Saturday, April 20, 2013

Go South Young Man

I just returned from a refreshing trip to Half Moon Bay, one of my favorite areas. Nurseries galore, interesting art shops and of course the ocean. Funny, for living practically on its doorstep, I don't often get to the beach. Gardening can be an all encompassing world, especially when it's your day job, when it's also your weekend job and a large garden you're trying to keep up with. Getting away is always good; getting away to a bit of paradise like HMB is especially good. Mind you, having one day not two to do home stuff left me far less time to do gardening projects and the weeds are re-growing but c'est la vie!
Here are a few more photos of my spring garden, plus a couple HMB shots to open. From top to bottom:

Half Moon Bay. This shot is taken from the Fitzgerald Marine Reserve. It was low tide so I got to spend a little time at the tide pools.
Half Moon Bay. The hillside was covered with ice plants, making for a pretty, sloping floral carpet.
Epipactis gigantea 'Serpentine Night.' The dark form of CA stream orchid. I need to find a home for it, a place where it can naturalize and show off its spring colors.
Cosmos Double Cranberry. A new variety from Annie's, it has the richest hue of any double I've seen.
Rhoeas poppies. Each flower is beautiful but a stand of them is much more so.
Leucospermum 'Veldfire.' I keep telling myself, no more Veldfire photos, but the flower is so stunning that I can't help myself. For me, this is Exhibit A for why Pincushions are at the top of the Proteaceae family.
Phacelia minor. Nothing minor about this vigorous CA Bluebell. Somewhat distinct within the genus for its true tubular flowers, it's an especially vigorous species. Last year it nearly overran everything in my 'blue' bed so I've given it its own pot this year.
Aquilegia Leprechaun Gold. Although the variegated foliage is the main attraction to this columbine, the double, pleated flowers exude an old world charm.
Laburnum anagyroides. A better photo of the simple but lovely Golden Chain tree flowers. I was thrilled to have the tree finally start coming into its own this year.
Centaurea Blue Diadem. Sometimes a photo is the best way to appreciate the stunning beauty of flowers. You may not know this but the cornea only takes in 40% of the visual information of an object we look at. The brain fills in the rest. A photo captures 100% of the info and then when the computer screen offers an illuminated version of the object, sometimes the view is more dramatic. Like here.
Penstemon 'Raven.' Though I didn't plan it this way, the fir tree here provides a woodsy backdrop for this penstemon (thus quoth the Raven).

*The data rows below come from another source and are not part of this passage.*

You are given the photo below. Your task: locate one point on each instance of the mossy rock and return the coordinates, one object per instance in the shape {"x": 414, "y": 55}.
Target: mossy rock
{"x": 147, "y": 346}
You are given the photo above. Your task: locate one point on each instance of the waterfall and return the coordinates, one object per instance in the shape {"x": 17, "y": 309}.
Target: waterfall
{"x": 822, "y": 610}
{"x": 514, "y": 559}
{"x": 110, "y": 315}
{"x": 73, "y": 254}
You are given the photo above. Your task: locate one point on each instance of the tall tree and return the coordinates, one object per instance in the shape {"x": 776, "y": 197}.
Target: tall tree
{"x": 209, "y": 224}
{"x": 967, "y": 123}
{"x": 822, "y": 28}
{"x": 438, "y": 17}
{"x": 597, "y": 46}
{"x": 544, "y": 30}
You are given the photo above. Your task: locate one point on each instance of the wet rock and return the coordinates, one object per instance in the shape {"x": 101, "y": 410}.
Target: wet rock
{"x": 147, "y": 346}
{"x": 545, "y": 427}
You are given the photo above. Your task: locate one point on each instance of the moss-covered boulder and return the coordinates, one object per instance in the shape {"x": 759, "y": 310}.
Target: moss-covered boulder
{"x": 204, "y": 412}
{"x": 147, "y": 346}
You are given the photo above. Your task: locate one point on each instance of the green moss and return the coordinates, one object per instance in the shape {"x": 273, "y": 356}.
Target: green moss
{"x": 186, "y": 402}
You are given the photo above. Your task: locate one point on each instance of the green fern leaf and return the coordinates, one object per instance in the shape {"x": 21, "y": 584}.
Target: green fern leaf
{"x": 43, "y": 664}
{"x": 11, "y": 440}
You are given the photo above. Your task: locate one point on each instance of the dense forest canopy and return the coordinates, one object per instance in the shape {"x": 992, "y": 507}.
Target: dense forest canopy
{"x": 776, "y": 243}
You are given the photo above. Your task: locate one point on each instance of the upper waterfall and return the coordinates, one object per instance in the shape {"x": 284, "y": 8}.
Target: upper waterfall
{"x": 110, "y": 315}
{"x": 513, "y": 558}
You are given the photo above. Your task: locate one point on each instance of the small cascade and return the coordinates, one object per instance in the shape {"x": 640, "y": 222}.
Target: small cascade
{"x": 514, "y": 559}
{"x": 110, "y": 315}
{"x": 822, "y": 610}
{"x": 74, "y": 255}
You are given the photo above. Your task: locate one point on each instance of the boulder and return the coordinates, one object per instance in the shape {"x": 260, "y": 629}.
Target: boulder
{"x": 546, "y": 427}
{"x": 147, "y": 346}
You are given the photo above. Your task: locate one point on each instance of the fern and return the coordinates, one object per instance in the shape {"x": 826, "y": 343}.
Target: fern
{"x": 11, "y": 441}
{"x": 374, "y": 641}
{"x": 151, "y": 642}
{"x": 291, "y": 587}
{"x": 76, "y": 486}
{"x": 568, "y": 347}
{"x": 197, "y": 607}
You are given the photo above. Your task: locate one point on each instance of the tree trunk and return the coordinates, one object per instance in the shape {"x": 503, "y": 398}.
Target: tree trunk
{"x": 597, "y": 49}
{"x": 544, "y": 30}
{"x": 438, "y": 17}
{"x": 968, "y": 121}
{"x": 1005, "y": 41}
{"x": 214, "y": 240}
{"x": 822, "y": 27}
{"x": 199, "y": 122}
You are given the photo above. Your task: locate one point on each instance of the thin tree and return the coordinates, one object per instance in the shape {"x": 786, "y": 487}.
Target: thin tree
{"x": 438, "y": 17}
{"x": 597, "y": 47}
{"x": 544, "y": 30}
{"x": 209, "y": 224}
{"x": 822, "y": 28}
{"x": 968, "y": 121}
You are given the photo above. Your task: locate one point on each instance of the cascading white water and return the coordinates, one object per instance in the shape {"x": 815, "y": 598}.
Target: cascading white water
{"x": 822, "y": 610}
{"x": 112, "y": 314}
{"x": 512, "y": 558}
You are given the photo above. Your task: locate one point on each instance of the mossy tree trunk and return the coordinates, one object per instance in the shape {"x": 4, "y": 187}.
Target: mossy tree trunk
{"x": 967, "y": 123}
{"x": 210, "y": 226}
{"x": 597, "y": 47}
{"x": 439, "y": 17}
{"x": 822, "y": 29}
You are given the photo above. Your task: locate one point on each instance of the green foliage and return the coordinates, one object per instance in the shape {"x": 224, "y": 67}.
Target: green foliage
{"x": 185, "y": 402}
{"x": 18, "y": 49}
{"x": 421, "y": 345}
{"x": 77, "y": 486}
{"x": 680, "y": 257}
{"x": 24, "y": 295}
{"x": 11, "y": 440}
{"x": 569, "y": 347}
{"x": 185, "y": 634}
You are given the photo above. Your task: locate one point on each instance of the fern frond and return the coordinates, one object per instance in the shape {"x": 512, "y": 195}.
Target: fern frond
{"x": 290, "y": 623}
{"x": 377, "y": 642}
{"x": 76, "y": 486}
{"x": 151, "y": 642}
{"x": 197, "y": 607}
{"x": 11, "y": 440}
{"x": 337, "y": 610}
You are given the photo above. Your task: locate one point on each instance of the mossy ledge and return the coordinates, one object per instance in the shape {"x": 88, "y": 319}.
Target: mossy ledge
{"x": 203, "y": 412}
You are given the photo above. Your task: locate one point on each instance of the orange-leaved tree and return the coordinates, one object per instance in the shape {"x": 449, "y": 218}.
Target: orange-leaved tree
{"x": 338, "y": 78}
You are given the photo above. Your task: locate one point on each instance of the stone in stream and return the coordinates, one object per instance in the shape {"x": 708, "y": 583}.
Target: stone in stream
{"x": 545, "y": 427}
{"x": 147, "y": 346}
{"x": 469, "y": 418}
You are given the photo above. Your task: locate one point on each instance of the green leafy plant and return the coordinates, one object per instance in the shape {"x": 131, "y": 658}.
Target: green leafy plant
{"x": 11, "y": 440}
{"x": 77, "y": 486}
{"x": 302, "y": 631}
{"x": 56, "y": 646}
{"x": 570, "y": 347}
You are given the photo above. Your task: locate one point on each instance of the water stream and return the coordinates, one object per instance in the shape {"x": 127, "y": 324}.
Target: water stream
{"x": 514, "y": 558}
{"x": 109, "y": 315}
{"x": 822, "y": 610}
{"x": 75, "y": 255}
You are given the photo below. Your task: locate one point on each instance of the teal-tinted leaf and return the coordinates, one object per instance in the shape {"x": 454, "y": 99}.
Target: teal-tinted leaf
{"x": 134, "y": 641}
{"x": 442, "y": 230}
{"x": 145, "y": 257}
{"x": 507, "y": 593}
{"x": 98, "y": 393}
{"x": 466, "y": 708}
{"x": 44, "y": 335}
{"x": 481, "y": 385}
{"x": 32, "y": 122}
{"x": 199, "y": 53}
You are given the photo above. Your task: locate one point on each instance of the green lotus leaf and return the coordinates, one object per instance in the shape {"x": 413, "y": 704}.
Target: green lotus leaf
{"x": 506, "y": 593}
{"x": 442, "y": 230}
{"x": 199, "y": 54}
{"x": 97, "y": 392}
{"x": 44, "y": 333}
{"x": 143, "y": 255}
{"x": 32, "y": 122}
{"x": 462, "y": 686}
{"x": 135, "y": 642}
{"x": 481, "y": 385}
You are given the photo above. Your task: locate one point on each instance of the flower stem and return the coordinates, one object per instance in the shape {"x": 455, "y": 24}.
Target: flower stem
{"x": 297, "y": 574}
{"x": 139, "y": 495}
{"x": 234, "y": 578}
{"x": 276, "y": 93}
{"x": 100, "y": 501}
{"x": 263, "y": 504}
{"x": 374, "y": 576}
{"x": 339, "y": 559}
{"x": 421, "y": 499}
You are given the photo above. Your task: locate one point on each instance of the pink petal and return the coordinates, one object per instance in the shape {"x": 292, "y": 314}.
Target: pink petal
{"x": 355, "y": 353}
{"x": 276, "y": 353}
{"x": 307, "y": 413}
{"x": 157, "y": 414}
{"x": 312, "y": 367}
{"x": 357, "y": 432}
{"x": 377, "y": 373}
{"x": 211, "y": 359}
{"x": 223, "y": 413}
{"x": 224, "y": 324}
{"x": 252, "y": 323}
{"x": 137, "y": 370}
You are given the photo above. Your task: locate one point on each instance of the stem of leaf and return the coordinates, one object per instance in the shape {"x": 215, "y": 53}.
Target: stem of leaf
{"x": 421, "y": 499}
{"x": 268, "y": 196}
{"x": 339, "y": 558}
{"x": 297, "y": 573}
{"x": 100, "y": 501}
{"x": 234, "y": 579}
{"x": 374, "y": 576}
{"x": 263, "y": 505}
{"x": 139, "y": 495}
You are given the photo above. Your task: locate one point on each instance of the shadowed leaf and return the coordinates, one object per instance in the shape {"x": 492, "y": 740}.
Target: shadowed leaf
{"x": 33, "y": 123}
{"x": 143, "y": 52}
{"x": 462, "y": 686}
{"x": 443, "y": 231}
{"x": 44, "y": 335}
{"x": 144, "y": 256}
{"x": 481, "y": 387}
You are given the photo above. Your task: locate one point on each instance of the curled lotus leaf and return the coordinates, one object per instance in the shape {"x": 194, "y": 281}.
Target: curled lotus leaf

Spaeralcea munroana. One of my favorite plants, the soft textured foliage and pretty, one inch rosy flowers make this my favorite mallow. Tough too.

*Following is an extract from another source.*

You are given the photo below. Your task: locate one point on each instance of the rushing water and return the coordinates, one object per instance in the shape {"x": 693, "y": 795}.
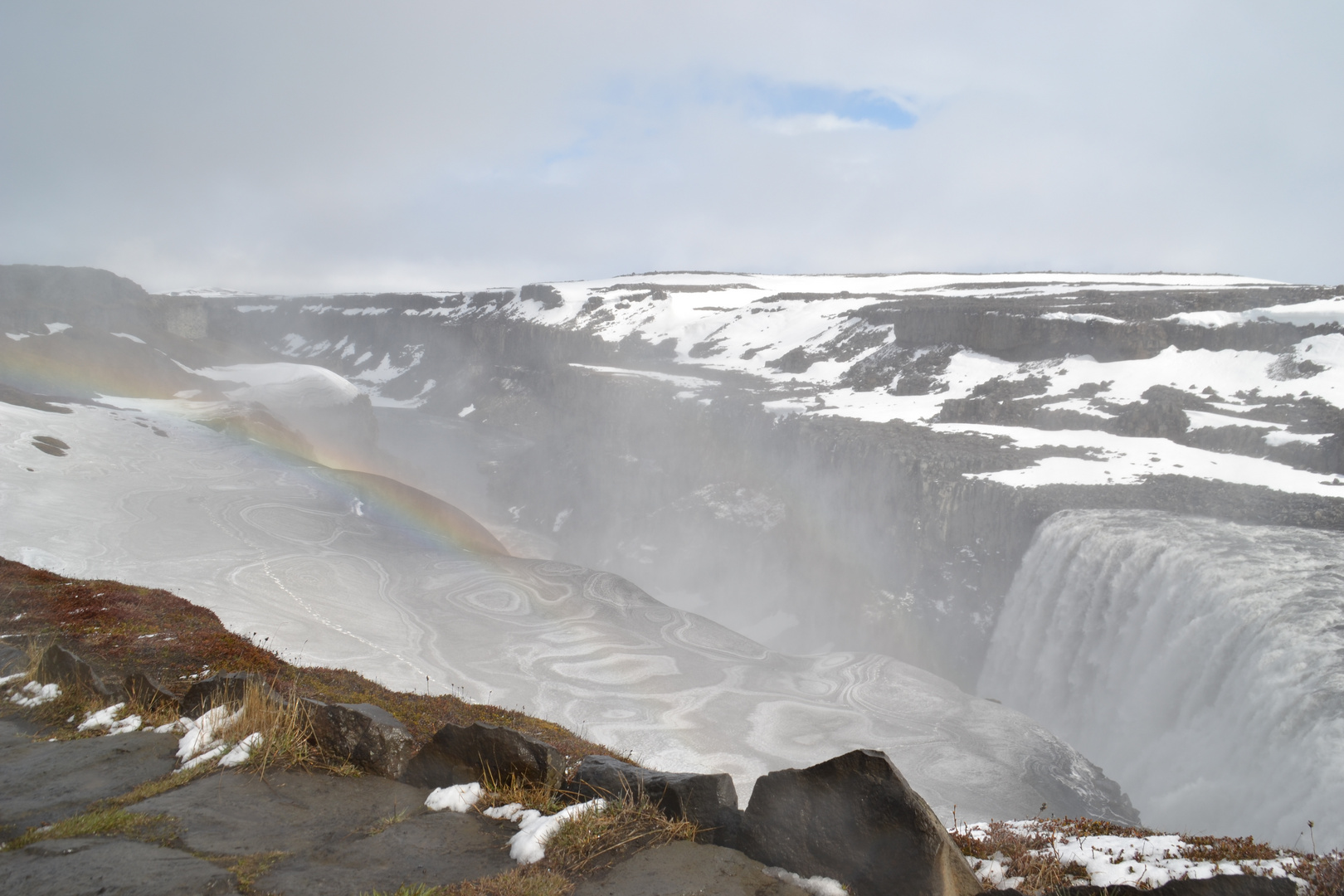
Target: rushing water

Echium wildpretii. For my dime, the most stunning of all the echiums (and that's saying something). I think it's partly the vertical flowering spike, and the flower color, although the silvery foliage of the rosette is pretty great too.
Choisya ternata 'Sundance.' All the great things about Mexican Mock Orange and golden new foliage. I rest my case.
Viburnum opulus. Now in its fifth year, my Snowball viburnum is finally coming into its own. It's in a narrow, west-facing strip I call The Jungle, as the shrubs there are somewhat left to their own devices and have acquired a 'wild' look.
Iochroma coccinea. Another Jungle denizen, this has become my favorite Iochroma. Mine doesn't go completely deciduous, it has a much longer bloom season than I. cyanea and it doesn't get as huge as other species.